Disfruto mucho de emplear una frase de contabilidad que, amargamente, puedo ver reflejada en la cotidianeidad de nuestra convivencia: “Una cosa es el debe y otra cosa es el haber”. En el campo contable, los registros de un libro se clasifican entre el “debe”, que representa lo que se dicta en teoría, y el “haber”, aquello que en realidad ocurrió en la práctica. Luego, se los compara para cerciorarse de que no existan discrepancias entre la teoría y la realidad.
Entonces, a más de tres décadas de la promulgación de la Constitución Nacional del Paraguay en 1992, el Estado de Derecho en nuestro país sigue siendo una promesa parcial. Aunque el texto constitucional consagra principios esenciales como la soberanía popular, la separación de poderes y los derechos fundamentales, su vigencia real se ve constantemente amenazada por prácticas políticas regresivas, clientelismo institucionalizado y un liderazgo ausente de ética pública.
La soberanía, en teoría, reside “en el pueblo” (Constitución Nacional, art. 1), pero en la práctica, sigue secuestrada por élites partidarias que imponen agendas privadas sobre necesidades colectivas, he aquí la incongruencia entre el “debe” y el “haber”. Lo más alarmante es que muchas de estas distorsiones están naturalizadas, arraigadas en nuestras costumbres como si de nuestra cultura se tratara. La Constitución, más que un pacto vivo, se ha vuelto un decorado jurídico que encubre un sistema de privilegios. En palabras de Hayek (2008), transitamos un “camino de servidumbre” cuando permitimos que el poder público sea empleado de manera ruin para beneficiar a unos pocos a costa de los muchos.
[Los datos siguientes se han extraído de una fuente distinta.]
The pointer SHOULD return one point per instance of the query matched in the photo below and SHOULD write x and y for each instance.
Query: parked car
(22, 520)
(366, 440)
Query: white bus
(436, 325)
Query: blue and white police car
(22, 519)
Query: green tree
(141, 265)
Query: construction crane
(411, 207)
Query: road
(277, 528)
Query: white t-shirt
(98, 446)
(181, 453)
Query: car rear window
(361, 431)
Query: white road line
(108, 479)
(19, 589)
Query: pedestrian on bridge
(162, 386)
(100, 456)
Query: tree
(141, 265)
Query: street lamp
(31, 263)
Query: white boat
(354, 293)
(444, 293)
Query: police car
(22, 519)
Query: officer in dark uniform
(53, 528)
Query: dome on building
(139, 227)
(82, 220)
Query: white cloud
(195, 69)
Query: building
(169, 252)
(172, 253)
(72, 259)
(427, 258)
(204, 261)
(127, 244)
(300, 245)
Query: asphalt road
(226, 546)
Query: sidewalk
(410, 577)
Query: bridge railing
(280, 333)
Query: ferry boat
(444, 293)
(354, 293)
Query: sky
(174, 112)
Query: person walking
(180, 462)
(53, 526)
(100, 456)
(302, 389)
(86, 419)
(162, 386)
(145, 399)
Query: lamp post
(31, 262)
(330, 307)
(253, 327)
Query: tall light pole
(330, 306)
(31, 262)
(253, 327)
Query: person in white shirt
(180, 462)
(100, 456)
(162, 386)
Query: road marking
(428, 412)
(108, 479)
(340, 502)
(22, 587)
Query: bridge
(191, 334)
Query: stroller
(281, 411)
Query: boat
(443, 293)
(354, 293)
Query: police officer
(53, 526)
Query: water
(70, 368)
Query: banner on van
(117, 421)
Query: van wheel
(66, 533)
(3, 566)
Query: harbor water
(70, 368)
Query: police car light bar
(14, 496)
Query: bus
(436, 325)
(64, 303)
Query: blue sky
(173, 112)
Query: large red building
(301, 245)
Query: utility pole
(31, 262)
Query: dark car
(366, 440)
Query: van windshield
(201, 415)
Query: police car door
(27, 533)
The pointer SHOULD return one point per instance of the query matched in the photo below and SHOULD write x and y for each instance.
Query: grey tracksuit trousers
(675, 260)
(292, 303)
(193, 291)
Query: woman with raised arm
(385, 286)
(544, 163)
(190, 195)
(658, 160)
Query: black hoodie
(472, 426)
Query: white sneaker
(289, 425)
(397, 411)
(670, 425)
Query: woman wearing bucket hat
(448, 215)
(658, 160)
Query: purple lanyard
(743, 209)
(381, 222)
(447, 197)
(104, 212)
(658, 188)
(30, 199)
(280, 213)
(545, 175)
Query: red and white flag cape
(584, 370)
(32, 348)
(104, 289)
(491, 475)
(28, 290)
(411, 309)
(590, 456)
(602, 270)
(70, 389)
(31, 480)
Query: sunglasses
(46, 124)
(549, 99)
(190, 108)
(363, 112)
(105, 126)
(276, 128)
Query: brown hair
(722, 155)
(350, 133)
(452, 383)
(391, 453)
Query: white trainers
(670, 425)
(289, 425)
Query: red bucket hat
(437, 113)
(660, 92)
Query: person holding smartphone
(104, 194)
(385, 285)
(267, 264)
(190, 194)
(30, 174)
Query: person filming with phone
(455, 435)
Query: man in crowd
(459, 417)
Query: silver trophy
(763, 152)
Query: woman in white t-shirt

La concentración del poder es una de las señales más claras de esta deriva. El principio de separación de poderes, que Locke defendía como garantía esencial de la libertad individual (Locke, 2006), se diluye en un sistema político donde los poderes Legislativo y Judicial actúan como apéndices de intereses partidarios dominantes. Las designaciones judiciales, lejos de buscar la justicia, responden muchas veces a pactos de impunidad que vacían de contenido al derecho mismo.
Esto genera una ciudadanía cada vez más desmovilizada, descreída de la política y vulnerable a discursos autoritarios. Y, sin embargo, como advertía Bastiat (2003), “cuando la ley se convierte en instrumento del saqueo legal, en lugar de protección de los derechos, se destruye el respeto por la ley y por el orden”. Esto ya está ocurriendo: la percepción pública sobre la corrupción y el desgobierno no es exageración, sino un síntoma de un sistema que incumple sistemáticamente su propio contrato constitucional, y ha perpetrado a éste como la utopía de un chiste mal contado con un agrio peso en boca.
Lo que más inquieta no son las faltas que cometen los mandatarios, sino que, la cruda verdad es que al final sí son el reflejo exacto de un cáncer que ha hecho metástasis en nuestra sociedad. Si bien considero que no a todos representan estas deplorables actitudes, debemos afrontar la realidad de que sí representan a la mayoría, y esa es la raíz del problema. Podemos destituir al payaso de turno, pero si no borramos la pasión por el circo, solo será reemplazado por otro personaje de la misma estirpe y ya se encuentra entre nosotros.
Ante este panorama, el liderazgo ético no es una opción idealista, sino una necesidad urgente. No podemos resignarnos a ser meros espectadores del deterioro democrático. Necesitamos una generación comprometida con el fortalecimiento institucional, la cultura cívica y el control ciudadano. Liderar, en este contexto, es asumir la responsabilidad de restaurar la credibilidad del Estado, es reconocer el papel que tenemos como catalizadores de un cambio mucho más grande que lo que enfrentamos hoy, incluso mayor a lo que enfrentarán las generaciones venideras.
Las reformas más urgentes no son sólo técnicas, sino culturales: independencia efectiva del Poder Judicial, despartidización de las instituciones, rendición de cuentas obligatoria para todos los niveles del gobierno y educación cívica real para la ciudadanía. Reformas que traduzcan los principios constitucionales en experiencias cotidianas de justicia, equidad y libertad. Sobre todo, una reforma educativa completa desde los niveles iniciales de formación, tanto para el alumnado como para los profesionales que la imparten, con el objetivo de sembrar la semilla de la iniciativa y que ésta pueda nutrirse conforme el avance y desarrollo individual de cada ciudadano. No olvidar que es el Estado quien se debe al ciudadano, pero al Estado lo integra el pueblo.
En definitiva, la Constitución no está muerta, pero está herida. Y su recuperación no depende sólo de legisladores o abogados, sino de una ciudadanía que se anime a reclamar que las palabras escritas en el papel se conviertan en práctica viva. Porque como también señaló Hayek, “la libertad se pierde no sólo por la opresión activa, sino también por la negligencia de quienes debían defenderla” (Hayek, 2008).